Birdsong (1993) by Sebastian Faulk


Book Review
Birdsong (1993)
by Sebastian Faulk

  Birdsong is another 1001 List entry that falls squarely within the 1990's era "international best-seller" lit.  It has all the elements:  An English protagonist, a foreign location (France), at an exciting time in the past (World War I).   The narrative moves back and forth in time, between the past and present, using characters in multiple countries, revolving around questions of time, love and fate.

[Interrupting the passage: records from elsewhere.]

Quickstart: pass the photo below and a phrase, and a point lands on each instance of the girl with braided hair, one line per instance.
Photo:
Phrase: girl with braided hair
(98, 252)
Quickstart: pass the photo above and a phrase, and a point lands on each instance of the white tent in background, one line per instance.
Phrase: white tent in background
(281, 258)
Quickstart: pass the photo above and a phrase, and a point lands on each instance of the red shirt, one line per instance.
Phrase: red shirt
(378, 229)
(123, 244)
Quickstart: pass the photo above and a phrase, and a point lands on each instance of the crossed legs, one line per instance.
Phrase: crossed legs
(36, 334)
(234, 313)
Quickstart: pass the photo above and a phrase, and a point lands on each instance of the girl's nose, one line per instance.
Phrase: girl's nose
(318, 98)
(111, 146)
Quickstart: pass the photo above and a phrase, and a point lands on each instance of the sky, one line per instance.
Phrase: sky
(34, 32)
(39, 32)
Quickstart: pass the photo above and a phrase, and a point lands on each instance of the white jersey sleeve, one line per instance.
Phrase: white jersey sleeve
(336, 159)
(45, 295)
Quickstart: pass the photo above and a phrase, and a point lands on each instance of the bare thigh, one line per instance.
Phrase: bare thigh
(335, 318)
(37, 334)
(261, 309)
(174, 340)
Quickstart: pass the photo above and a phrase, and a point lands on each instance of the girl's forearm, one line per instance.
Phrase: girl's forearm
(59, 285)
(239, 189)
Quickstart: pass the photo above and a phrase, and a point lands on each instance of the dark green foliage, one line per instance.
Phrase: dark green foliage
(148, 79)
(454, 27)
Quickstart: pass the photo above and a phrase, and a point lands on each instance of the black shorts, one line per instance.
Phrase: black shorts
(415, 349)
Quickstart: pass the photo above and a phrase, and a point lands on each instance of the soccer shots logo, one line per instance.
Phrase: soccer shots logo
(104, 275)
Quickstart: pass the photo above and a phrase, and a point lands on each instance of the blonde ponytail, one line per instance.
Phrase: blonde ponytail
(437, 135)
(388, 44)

  Any enduring interest in Birdsong outside fans of this particular genre of literature is in his more-graphic-than-expected depictions of sex (between the Englishman and his first love, a Madame Bovary type living in provincial France) and even more graphic-than-expected depictions of death and madness in the trenches of World War I.

Specifically, a large portion of Birdsong (the title refers to the "miners canaries' used to detect poison gas in the trenches of World War I), takes place in the units that were devoted to tunneling under ground- recruited from coal mining areas and workers who had been laboring on the London Tube.  This underground aspect of World War I is under...I wouldn't say "appreciated" is the right word, but not well understood.  I wasn't much taken by the rest of it, love across the decades, the power of fate, etc.  Spare me.

  Birdsong would be a clear and obvious cut from a revised version of 1001 Books if I was the editor.